Saking penasarannya terhadap pria yang bisa memikat hati Cika hingga seperti itu, Maira pun menolehkan kepala. Ternyata, ia mengenali pria yang baru masuk lewat pintu depan kafe itu. Rangga! Dialah pria yang datang. Seketika itu juga, Maira langsung mengalihkan pandangan dan memikirkan situasi kali ini. Maira selalu tertimpa kesialan setiap kali dia muncul. Untung saja, situasi kali ini tidak mengharuskannya untuk berhubungan langsung dengannya.
Maira hanya sedang menikmati frappe sambil membaca buku di kafe ini. Buku yang dibaca ini tergolong kajian yang cukup berat, bahkan pernah mendapatkan penghargaan dalam dunia sastra. Meskipun demikian, orang yang belum pernah membacanya tidak akan tahu apa isinya. Karena itulah, Maira berpura-pura membaca buku dengan serius dalam pose yang elegan. Namun, kenapa orang seperti Rangga bisa datang ke kafe ini?

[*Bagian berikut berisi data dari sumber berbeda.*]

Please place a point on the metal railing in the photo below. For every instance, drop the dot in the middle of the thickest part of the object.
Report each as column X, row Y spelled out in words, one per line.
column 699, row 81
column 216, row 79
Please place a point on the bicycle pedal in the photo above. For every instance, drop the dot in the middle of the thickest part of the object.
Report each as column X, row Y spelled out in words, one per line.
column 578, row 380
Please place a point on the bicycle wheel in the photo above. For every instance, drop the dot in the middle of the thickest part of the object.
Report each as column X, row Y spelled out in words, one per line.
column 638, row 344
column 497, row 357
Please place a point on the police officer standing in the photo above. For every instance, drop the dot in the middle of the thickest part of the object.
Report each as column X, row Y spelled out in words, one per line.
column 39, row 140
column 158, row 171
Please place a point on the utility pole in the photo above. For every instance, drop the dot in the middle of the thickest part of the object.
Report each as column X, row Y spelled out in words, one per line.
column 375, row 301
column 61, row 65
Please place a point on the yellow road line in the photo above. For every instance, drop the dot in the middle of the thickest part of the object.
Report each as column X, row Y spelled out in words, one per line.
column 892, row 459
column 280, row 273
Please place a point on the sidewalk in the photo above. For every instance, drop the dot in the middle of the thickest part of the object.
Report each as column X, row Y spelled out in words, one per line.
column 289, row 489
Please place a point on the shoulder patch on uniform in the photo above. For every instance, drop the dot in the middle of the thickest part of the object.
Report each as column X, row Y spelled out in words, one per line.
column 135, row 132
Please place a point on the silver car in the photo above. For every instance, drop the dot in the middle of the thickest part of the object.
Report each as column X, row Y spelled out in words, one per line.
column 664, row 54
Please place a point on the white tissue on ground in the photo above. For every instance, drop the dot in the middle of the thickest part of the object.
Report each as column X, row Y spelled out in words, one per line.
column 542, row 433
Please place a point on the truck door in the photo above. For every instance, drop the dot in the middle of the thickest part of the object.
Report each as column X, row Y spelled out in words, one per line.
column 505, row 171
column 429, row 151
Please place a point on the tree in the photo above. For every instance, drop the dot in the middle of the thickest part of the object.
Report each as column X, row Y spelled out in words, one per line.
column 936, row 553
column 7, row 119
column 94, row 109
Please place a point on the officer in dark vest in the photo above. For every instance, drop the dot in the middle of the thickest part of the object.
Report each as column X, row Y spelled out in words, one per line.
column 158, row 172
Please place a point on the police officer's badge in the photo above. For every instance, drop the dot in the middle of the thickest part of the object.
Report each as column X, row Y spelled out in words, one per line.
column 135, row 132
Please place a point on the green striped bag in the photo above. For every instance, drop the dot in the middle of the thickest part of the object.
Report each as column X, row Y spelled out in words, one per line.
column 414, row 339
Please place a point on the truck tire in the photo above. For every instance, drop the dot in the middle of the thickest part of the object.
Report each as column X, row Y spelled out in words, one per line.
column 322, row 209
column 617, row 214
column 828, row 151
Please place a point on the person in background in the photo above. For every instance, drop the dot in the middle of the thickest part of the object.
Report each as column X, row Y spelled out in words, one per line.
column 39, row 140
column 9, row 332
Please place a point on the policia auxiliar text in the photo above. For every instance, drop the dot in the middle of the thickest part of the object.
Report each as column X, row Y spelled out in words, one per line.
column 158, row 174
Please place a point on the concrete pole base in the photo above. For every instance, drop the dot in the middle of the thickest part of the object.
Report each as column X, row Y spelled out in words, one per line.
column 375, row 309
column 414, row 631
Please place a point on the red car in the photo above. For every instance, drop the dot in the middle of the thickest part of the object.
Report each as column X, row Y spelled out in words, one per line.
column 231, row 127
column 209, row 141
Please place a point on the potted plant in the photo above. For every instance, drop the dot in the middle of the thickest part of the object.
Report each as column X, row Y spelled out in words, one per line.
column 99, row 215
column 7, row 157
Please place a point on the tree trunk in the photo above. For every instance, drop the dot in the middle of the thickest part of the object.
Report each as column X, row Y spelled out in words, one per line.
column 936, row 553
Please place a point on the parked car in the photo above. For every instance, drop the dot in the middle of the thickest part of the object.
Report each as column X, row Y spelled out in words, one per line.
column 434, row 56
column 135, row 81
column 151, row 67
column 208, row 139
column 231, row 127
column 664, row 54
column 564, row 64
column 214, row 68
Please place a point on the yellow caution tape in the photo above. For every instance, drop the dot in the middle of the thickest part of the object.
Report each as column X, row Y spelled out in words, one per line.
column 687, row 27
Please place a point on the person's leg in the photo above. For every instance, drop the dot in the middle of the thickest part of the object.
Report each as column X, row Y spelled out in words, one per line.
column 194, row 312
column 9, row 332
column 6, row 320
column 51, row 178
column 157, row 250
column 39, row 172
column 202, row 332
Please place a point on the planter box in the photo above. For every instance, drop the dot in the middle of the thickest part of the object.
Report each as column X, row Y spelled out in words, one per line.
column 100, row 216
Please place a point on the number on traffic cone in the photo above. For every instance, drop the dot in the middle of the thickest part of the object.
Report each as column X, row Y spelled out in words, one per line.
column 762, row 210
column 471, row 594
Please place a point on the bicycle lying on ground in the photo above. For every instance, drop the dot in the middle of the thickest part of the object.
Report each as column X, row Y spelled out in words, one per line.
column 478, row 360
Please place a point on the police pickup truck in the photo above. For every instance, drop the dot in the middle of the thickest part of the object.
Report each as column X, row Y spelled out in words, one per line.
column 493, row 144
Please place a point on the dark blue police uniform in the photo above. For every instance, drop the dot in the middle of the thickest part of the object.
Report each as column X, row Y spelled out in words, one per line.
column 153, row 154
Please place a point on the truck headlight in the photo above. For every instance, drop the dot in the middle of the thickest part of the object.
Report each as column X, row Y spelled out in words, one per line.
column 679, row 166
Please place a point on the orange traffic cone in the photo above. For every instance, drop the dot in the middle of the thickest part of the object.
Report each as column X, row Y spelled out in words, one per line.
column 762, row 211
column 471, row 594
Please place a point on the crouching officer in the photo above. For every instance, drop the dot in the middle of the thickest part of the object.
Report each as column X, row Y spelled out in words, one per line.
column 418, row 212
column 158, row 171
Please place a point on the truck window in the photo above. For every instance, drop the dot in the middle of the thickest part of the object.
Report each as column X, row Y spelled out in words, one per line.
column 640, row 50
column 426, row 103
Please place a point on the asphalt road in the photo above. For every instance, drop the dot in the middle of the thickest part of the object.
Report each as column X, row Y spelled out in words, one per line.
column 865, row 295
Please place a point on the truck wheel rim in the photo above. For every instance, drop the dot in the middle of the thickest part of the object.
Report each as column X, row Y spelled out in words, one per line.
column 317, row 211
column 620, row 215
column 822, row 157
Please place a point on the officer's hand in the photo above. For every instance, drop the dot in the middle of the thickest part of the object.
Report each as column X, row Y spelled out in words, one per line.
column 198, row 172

Apa jangan-jangan orang yang ingin ditembak Cika adalah dia? Dengan kaki panjangnya, Rangga melangkah santai dan mendekat ke arah mereka. Maira dan Cika duduk di meja terpisah yang berseberangan yang hanya dipisahkan oleh lorong untuk berjalan. Khawatir kalau mereka yang berasal dari fakultas dan klub yang sama sedang duduk terpisah seperti ini tampak mencurigakan, Maira langsung menundukkan kepala. Anehnya, jantungnya berdebar-debar mendengar langkah kaki yang kian mendekat.
Setelah kemunculannya di klub beberapa saat lalu, Maira tidak pernah muncul lagi di klub. Bagaimana kalau dia mengenali Maira? Apakah ia harus berpura-pura kaget sambil berkata 'Astaga, Senior apa kabar?' dan menyapanya? Apa yang harus dikatakan kalau lelaki itu bertanya mengapa ia tidak pernah muncul lagi di klub? Tidak mungkin kan Maira berkata kalau ia malu melangkah ke klub karena Rangga? Apa Maira harus beralasan dan berkata kalau sedang sibuk?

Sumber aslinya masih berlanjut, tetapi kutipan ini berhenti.